I found that the over all for of the piece is ABCBA. In the painting there is almost a mirror efect. In the middle of the paining is a horizontal line which devides the sky, and the ocean. on the line is the Cathedral. It is a pictur of the songs for. The form is known as an arch form. reflection. The piece is devided at measure 28, 47, 72, and 84. there are transitions from theme to theme. The first is from m26-28. The C section starts at m47 with the key change. Then, just like a reflection, it returns back to its origonal key in measure 72.

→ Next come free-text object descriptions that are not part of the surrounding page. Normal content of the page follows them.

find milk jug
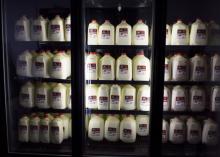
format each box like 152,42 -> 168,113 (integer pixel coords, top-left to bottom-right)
35,82 -> 50,109
85,52 -> 99,80
86,84 -> 98,109
88,20 -> 99,45
16,50 -> 33,77
132,19 -> 149,45
208,21 -> 220,45
171,85 -> 188,111
120,116 -> 136,143
60,114 -> 69,139
136,115 -> 149,136
132,51 -> 151,81
50,116 -> 64,144
18,116 -> 29,142
65,14 -> 71,41
97,84 -> 109,110
163,86 -> 171,111
116,20 -> 132,45
99,53 -> 115,80
190,54 -> 207,81
137,85 -> 150,111
190,19 -> 208,45
162,119 -> 169,143
31,16 -> 47,41
211,53 -> 220,81
110,84 -> 121,110
164,57 -> 171,81
66,84 -> 72,109
166,24 -> 171,45
187,117 -> 201,144
121,85 -> 136,110
211,86 -> 220,111
29,115 -> 40,143
39,114 -> 50,143
169,117 -> 185,144
48,15 -> 64,41
19,82 -> 35,108
69,118 -> 72,138
189,86 -> 206,111
202,118 -> 218,145
116,53 -> 132,81
105,115 -> 120,142
98,20 -> 114,45
15,16 -> 30,41
51,83 -> 67,109
88,115 -> 104,141
172,53 -> 189,81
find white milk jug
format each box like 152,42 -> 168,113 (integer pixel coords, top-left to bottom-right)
60,114 -> 69,140
120,116 -> 136,143
202,118 -> 218,145
29,115 -> 40,143
35,82 -> 50,109
19,82 -> 35,108
171,85 -> 188,111
86,84 -> 98,109
50,116 -> 64,144
66,84 -> 72,109
169,117 -> 185,144
88,115 -> 104,141
116,20 -> 132,45
187,117 -> 201,144
105,115 -> 120,142
97,84 -> 109,110
211,53 -> 220,81
121,85 -> 136,110
99,53 -> 115,80
69,118 -> 72,138
48,15 -> 64,41
137,85 -> 150,111
98,20 -> 114,45
136,115 -> 149,136
163,86 -> 171,111
208,21 -> 220,45
31,16 -> 47,41
65,14 -> 71,41
116,53 -> 132,80
189,86 -> 206,111
39,115 -> 50,143
133,51 -> 151,81
162,119 -> 169,143
164,57 -> 171,81
211,86 -> 220,111
88,20 -> 99,45
132,19 -> 149,45
51,83 -> 67,109
15,16 -> 30,41
110,84 -> 121,110
18,115 -> 29,142
85,52 -> 99,80
166,24 -> 171,45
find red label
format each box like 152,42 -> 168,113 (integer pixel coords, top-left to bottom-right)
92,128 -> 100,134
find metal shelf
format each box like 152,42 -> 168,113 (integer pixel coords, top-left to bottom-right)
163,111 -> 220,117
166,45 -> 220,52
15,76 -> 71,83
86,109 -> 149,115
19,107 -> 71,114
86,45 -> 150,51
86,80 -> 150,85
164,81 -> 220,86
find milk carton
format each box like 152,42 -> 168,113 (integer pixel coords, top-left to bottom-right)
35,82 -> 50,109
164,57 -> 171,81
85,52 -> 99,80
60,114 -> 69,140
116,53 -> 132,80
136,115 -> 149,136
19,82 -> 35,108
31,16 -> 48,41
121,85 -> 136,110
120,116 -> 136,143
99,53 -> 115,80
163,86 -> 171,111
97,84 -> 109,110
105,115 -> 120,142
189,86 -> 206,111
15,16 -> 30,41
65,14 -> 71,41
110,85 -> 121,110
208,21 -> 220,45
66,84 -> 72,109
202,118 -> 218,145
88,115 -> 104,141
166,24 -> 171,45
171,86 -> 188,111
211,53 -> 220,81
98,20 -> 114,45
169,117 -> 185,144
132,19 -> 149,45
39,114 -> 50,143
137,85 -> 150,111
29,115 -> 40,143
48,15 -> 65,41
18,116 -> 29,142
187,117 -> 202,144
51,83 -> 67,109
162,119 -> 169,143
211,86 -> 220,111
86,84 -> 98,109
50,116 -> 64,144
88,20 -> 99,45
116,20 -> 132,45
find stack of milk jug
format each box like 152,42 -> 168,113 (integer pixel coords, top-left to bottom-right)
87,19 -> 149,45
15,15 -> 71,41
16,49 -> 71,79
85,50 -> 151,81
18,113 -> 72,144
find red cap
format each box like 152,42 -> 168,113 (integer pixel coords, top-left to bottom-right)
138,19 -> 143,23
137,50 -> 144,55
104,52 -> 110,55
89,52 -> 96,55
92,19 -> 97,23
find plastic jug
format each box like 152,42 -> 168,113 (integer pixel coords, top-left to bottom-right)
97,84 -> 109,110
88,20 -> 99,45
60,114 -> 69,140
65,14 -> 71,41
164,57 -> 171,81
86,84 -> 98,109
19,82 -> 35,108
105,115 -> 120,142
99,53 -> 115,80
132,19 -> 149,45
202,118 -> 218,145
66,84 -> 72,109
162,119 -> 169,143
29,115 -> 40,143
18,115 -> 29,142
136,115 -> 149,136
132,51 -> 151,81
110,84 -> 121,110
163,86 -> 171,111
116,20 -> 132,45
121,85 -> 136,110
98,20 -> 114,45
187,117 -> 202,144
211,86 -> 220,111
137,85 -> 150,111
35,82 -> 50,109
69,118 -> 72,138
50,116 -> 64,144
189,86 -> 206,111
120,116 -> 136,143
15,16 -> 30,41
208,21 -> 220,45
48,15 -> 64,41
171,85 -> 188,111
39,114 -> 50,143
166,24 -> 171,45
88,115 -> 104,141
116,53 -> 132,81
31,16 -> 47,41
169,117 -> 185,144
85,52 -> 99,80
51,83 -> 67,109
211,53 -> 220,81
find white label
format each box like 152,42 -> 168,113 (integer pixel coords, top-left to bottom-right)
91,128 -> 101,137
21,93 -> 31,104
139,124 -> 148,133
137,65 -> 146,75
101,30 -> 110,39
16,25 -> 25,35
36,93 -> 46,105
193,95 -> 202,106
136,30 -> 145,40
52,92 -> 61,104
52,62 -> 62,72
125,96 -> 134,105
33,25 -> 42,34
111,95 -> 119,105
89,29 -> 97,38
66,24 -> 71,32
119,28 -> 128,38
175,97 -> 185,107
18,60 -> 28,73
107,127 -> 117,137
51,25 -> 60,34
196,29 -> 206,40
87,63 -> 96,74
119,64 -> 128,75
195,66 -> 205,78
177,65 -> 187,78
122,129 -> 132,139
102,65 -> 111,75
35,61 -> 44,74
140,96 -> 150,108
88,95 -> 97,105
99,96 -> 108,107
177,29 -> 186,40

Also... He paints a pictur in the begining of church bells ringing which make the listener think of the church, on the quiet shore with bells ringing.


Billy Richards said...

I like the way you went with a very large scale division of the work. I would only add one more section starting at 16, other than that I think it's great.

Ben said...

Wow, what a great relation between the painting and the piece. Guess I should have looked into the background on this one a bit more. The analysis seemed to be filled with combo chords such as E/C# beginning in mm. 8 through to E/A# halfway through mm. 12 and throughout the piece as a whole. Form I can't comment on. Lots of first inversion seven chords beginning at Sonore sans durete. I almost wonder if there is a specific point to this because it is the ONLY chord structure Debussy uses until mm. 42. Au Mouv in C obviously through the end of the piece at mm. 89.

sarah s said...

I totally agree with your analysis of the form and I agree with Michael Janz about the tone poem possibility. As far as using the same chord structure for so long that Ben was talking about, it probably has to do with the intense parallelism and planing that are throughout the piece. The tone poem idea that Michael had was similar to the idea that I had for the eighth note arpeggios in the bass from m. 72 to m. 84. They seem to portray the cathedral sinking deeper and deeper and the bubbles of air coming up out of it as it sinks. I don't entirely know if you can completely call it a mirror form unless you are referring more to the key areas than to the actual material. The A material comes back at 84, but the B material is totally different except that they seem to be in the same-ish key.